The excuse is made sometimes that a sunny room is too hot in summer, and makes its youthful inmates pale and listless. This is certainly the case. But our English summers are, alas ! too short; and even if the nursery cannot be changed during the heat, at all events some other room can often be temporarily given up, or, best of all, the children kept in shade and shelter out in the open air.
If it can be managed, the nursery ought not to overlook the street - a quiet room is very necessary - and never be persuaded to " sky the little ones. Have you ever noticed that in hundreds of homes the window-bars that denote the position of the nurseries are often on the highest story, in order to banish childish voices and restless feet as much as possible ?
Now, rooms at the top of a house are often less lofty, have smaller windows, gain additional heat and cold from proximity to the roof, and last, but not least, receive all the used-up air from the lower rooms, because heated, impure air rises. Cramped nursery quarters are very undesirable.
The size of a room for a nurse and one child should not be less than fourteen or fifteen feet square, and eleven or twelve feet high.* Where this is quite unattainable, take extra precautions to ensure good ventilation.

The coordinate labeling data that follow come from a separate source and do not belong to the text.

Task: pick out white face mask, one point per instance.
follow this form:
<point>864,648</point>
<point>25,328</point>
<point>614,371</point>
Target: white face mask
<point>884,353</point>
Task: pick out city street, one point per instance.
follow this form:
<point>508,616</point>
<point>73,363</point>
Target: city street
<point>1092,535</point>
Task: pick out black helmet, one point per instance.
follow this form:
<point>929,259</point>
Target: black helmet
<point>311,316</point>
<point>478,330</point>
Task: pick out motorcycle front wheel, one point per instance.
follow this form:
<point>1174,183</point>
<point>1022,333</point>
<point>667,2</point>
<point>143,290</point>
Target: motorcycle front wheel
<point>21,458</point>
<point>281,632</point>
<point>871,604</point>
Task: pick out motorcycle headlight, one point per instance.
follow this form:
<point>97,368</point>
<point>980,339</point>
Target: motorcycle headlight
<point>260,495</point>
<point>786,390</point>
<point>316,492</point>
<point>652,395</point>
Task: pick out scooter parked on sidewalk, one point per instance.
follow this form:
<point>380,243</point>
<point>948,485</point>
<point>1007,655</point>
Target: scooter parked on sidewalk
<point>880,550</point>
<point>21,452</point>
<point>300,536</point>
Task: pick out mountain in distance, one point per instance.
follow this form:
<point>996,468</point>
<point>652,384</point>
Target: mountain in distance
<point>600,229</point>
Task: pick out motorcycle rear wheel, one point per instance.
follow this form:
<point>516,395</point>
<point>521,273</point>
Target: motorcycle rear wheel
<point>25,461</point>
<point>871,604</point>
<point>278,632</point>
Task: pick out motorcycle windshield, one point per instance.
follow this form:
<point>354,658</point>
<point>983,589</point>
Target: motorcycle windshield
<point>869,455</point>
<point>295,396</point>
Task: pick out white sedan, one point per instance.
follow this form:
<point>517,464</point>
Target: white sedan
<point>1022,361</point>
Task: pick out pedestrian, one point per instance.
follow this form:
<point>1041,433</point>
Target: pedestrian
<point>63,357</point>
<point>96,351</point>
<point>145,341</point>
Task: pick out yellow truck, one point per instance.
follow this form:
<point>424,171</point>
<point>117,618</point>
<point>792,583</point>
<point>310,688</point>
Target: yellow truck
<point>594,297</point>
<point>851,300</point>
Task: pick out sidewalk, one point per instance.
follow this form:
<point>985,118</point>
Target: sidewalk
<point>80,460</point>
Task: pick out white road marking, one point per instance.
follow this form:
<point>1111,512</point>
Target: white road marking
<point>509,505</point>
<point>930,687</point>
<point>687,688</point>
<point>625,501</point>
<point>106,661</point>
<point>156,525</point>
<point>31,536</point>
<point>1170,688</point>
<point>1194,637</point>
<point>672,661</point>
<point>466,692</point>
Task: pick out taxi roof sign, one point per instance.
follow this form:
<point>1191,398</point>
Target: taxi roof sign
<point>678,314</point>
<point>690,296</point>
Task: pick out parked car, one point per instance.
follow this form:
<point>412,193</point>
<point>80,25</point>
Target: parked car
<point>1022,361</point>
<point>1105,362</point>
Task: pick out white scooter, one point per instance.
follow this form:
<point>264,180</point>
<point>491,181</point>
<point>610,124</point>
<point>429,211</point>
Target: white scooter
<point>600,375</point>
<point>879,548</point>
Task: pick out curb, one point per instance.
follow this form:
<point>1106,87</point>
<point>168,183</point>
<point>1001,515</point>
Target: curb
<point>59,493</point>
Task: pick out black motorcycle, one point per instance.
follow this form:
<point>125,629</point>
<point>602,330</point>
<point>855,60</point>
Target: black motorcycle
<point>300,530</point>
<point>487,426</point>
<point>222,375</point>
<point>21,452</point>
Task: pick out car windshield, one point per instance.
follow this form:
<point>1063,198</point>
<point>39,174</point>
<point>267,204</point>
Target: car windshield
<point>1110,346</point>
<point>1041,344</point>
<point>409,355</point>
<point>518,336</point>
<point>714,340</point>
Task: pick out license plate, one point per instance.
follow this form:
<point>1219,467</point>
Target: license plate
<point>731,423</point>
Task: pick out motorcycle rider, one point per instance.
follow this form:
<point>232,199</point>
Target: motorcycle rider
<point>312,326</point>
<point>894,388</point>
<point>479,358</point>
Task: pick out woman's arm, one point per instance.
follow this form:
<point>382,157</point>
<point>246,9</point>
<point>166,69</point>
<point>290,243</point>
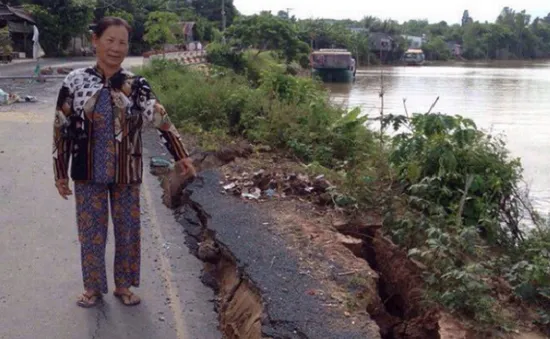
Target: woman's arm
<point>61,145</point>
<point>154,112</point>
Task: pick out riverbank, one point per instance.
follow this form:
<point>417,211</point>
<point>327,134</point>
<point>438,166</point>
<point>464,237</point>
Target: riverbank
<point>440,203</point>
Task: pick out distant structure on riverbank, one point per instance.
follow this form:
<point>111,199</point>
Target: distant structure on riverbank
<point>20,25</point>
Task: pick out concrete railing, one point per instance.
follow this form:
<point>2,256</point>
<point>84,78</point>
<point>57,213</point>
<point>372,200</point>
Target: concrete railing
<point>186,58</point>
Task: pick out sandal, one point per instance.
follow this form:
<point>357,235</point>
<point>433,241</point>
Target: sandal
<point>88,301</point>
<point>128,298</point>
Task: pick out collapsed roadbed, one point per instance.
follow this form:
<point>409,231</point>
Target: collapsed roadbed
<point>280,274</point>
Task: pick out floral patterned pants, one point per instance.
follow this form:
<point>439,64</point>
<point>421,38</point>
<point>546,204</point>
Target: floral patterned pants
<point>92,219</point>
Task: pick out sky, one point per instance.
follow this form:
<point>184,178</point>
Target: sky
<point>400,10</point>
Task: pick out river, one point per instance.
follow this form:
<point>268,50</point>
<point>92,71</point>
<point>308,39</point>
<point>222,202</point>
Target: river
<point>512,98</point>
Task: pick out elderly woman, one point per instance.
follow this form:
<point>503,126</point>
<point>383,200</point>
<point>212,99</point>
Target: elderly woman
<point>98,121</point>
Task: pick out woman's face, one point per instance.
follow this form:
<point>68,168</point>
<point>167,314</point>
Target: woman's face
<point>112,46</point>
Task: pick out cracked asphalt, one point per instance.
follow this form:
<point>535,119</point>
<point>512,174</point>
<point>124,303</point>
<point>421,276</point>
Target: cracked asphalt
<point>40,275</point>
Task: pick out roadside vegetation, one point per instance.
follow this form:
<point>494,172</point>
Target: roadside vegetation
<point>451,194</point>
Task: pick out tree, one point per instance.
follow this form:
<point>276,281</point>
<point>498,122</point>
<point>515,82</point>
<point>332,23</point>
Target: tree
<point>59,21</point>
<point>211,10</point>
<point>466,19</point>
<point>161,28</point>
<point>267,32</point>
<point>283,15</point>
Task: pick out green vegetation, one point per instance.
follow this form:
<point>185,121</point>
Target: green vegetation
<point>450,193</point>
<point>162,28</point>
<point>60,21</point>
<point>5,42</point>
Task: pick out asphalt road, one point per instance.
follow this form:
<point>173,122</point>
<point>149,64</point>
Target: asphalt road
<point>26,67</point>
<point>39,253</point>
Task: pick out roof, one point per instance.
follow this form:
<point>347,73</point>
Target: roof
<point>332,51</point>
<point>187,27</point>
<point>15,12</point>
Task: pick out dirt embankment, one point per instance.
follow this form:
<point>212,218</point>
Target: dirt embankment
<point>362,273</point>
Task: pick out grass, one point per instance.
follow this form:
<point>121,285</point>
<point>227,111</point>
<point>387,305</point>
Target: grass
<point>449,193</point>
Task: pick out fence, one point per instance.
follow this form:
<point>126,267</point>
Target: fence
<point>186,58</point>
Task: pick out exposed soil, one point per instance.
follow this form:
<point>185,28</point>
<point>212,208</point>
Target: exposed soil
<point>364,275</point>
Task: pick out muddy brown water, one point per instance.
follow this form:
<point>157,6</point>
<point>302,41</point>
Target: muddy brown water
<point>512,98</point>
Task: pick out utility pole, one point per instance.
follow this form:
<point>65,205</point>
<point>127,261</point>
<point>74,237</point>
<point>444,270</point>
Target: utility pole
<point>223,20</point>
<point>288,12</point>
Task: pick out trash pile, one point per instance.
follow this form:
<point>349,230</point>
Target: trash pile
<point>262,185</point>
<point>11,98</point>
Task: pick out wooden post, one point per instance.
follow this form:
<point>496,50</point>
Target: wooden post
<point>25,38</point>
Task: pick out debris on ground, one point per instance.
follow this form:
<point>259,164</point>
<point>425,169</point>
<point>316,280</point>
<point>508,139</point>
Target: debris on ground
<point>11,98</point>
<point>262,185</point>
<point>59,70</point>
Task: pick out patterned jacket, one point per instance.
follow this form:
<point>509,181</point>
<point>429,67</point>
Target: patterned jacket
<point>133,103</point>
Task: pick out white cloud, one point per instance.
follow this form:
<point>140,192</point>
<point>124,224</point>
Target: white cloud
<point>450,11</point>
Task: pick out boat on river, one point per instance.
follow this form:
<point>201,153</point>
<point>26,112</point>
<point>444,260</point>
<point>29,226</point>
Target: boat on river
<point>333,65</point>
<point>414,57</point>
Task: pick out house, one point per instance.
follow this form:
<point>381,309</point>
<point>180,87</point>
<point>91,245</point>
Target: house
<point>20,25</point>
<point>415,42</point>
<point>359,30</point>
<point>189,30</point>
<point>380,42</point>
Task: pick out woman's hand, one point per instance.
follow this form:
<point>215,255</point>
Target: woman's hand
<point>63,188</point>
<point>186,167</point>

Pure air, fresh air, is as important for children as food. True, they may live in vitiated air that has been breathed in and out and contaminated by other human beings, but only at the expense of mental and physical health. Well-ventilated rooms are easily secured in quite simple ways.
Firstly, there must be an open chimney in the room, for this acts as a most efficient ventilating shaft. Therefore, the register must never be closed, or the chimney blocked in any way.
Secondly, direct that the upper sashes of the windows are left open night and day - and see the order is carried out.
If the weather is too inclement or there is any special reason against doing this, have ready for such an emergency a piece of wood the width of the window and about four inches deep.
A nursery frieze that would delight children
Open the lower sash, fit in the piece of wood, shut the window down on to it, and a space will be left between the upper and lower sashes in the vicinity of the fasteners through which the outer air will rise without draught.
Never imagine that fresh air means draughts through badly-fitting windows and ill-laid floors. If these exist, tack the indiarubber tubing made for the purpose, and costing but a few pence per yard, under the doors, etc., and fill cracks in the floor with putty or cement.
Nursery windows should be protected by outside iron bars, for children simply love to look out, and in no other way can their safety be ensured. Supposing bars are not possible for some reason, hammer a strong nail into the window frame above the lower sash, so that it cannot be raised more than about six inches.
The most hygienic plan is to have the nursery windows free from blinds, as, with the exception of the Venetian variety, they all exclude air, and the latter, alas ! are veritable dust-traps unless constantly washed.
Still, it is convenient to be able to screen the windows at times, in order to soften the light or make the room cosy in winter; so soft casement cloth curtains, in tints to harmonise with the room, are often used, for they wash perfectly, and only need to be plainly ironed.
Perhaps the greatest favourite for nursery-wall coverings is some form of washable distemper, or enamelled paint in pale tints, with decorative bands or friezes of paper made in designs of quaint figures, animals, birds, etc., affording the youngsters something bright and entertaining to look at during meals or rainy days.